Esordio da titolare per Harvey Elliot

La sorpresa nell’11 iniziale infatti è il debutto del 2003 Harvey Elliott che potrebbe tremare davanti ad una chance così importante e invece dimostra una spiccata abilità nel tentare la giocata. I Reds partono subito col botto e la sbloccano al 18’ con uno splendido cross di Tsmikas chiamato a sostituire Robbo, che innesca la girata di testa del solito Jota e manda in vantaggio i padroni di casa inchinandosi sotto la Kop. Gol da bomber puro del portoghese, che si conferma ancora puntualissimo sotto porta e fa 2 gol in altrettante presenze stagionale. Il Burnley però non molla e nonostante il consueto atteggiamento difensivo si affaccia anche con pericolosità nell’area di rigore del Liverpool. Gli uomini di Klopp però giocano con fluidità e trovano subito il gol del raddoppio con un’azione splendida di Elliott che innesca Salah sull’out di destra che batte Pope con un tocco millimetrico vanificato dal Var che segnala il fuorigioco. I Reds provano a cercare il gol del raddoppio con la massiccia mole di gioco sulle fasce con Tsmikas e Arnold sugli scudi in costante proiezione offensiva e con Salah che prova a scardinare la rocciosa difesa avversaria con un paio di conclusioni che non trovano la via del gol. La ripresa si apre con un Burnley coraggioso che prova a trovare il pareggio e ci proprio con Barnes che batte Allison sottoporta ma viene fermato da un netto offside. Passato lo spavento, riprende il canovaccio tattico del match con i padroni di casa che continuano a governare il gioco con una grande Elliott e un ottimo Keita che protegge molto bene la difesa. E il raddoppio arriva con un’azione fantastica iniziata da un cambio di gioco fantastico di Virgil Van Dijk, giocata che ci è terribilmente mancata per tutta la passata stagione. La sventagliata di Virgil è perfetta e trova Elliott che gestisce magistralmente la palla innescando Arnold che in posizione offensiva offre un assist di prima intenzione un cioccolatino che Manè spara direttamente in rete con una conclusione al volo.

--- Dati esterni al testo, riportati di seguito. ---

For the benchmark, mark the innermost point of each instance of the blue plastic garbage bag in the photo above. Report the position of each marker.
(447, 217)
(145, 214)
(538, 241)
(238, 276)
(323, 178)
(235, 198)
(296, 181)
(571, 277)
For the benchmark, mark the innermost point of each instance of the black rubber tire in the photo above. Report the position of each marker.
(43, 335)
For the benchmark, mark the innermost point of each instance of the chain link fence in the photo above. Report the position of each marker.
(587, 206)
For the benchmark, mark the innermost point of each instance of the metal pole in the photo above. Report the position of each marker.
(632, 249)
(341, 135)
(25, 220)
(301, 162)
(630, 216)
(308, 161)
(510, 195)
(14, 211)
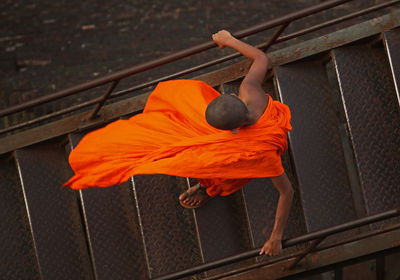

Diogo e Manè gli autori delle due reti

Gol fantastico per il senegalese che capitalizza un’azione che sulle rive del Mersey non si vedeva da un anno abbondante e prima rete stagionale per Sadio. Il 2-0 di fatto chiude la partita con i Reds che gestiscono il risultato e concedono qualche minuto a Firmino e a Joe Gomez al rientro dopo il brutto infortunio che l’ha tenuto ai box per quasi tutta la precedente stagione. Nel finale c’è gloria anche per Allison che nega ai Clarets il gol che 2-1 con un’uscita bassa da campione. Seconda vittoria consecutiva per il Liverpool ricca di segnali positivi: la grande prestazione di Elliott e di Tsmikas che in queste prime uscite hanno dimostrato di essere giocatori da Liverpool. La solidità difensiva della nostra difesa che potrà vantare anche dell’inserimento di Konatè che avrà il suo da fare per ritagliarsi un po di spazio. Un Naby Keita che se trova un po’ di continuità sarà molto probabilmente l’erede di Wijnaldum in attesa del miglior Thiago. Due partite, 5 gol fatti tutti dai nostri attaccanti e porta imbattuta: la stagione non poteva iniziare in maniera migliore in casa Liverpool. Appuntamento a sabato prossimo dove dalle parti di Anfield arriverà il Chelsea campione d’Europa e sarà bellissimo rivedere una grande partita con il nostro pubblico che spingerà un Liverpool che può lottare per i vertici della classifica.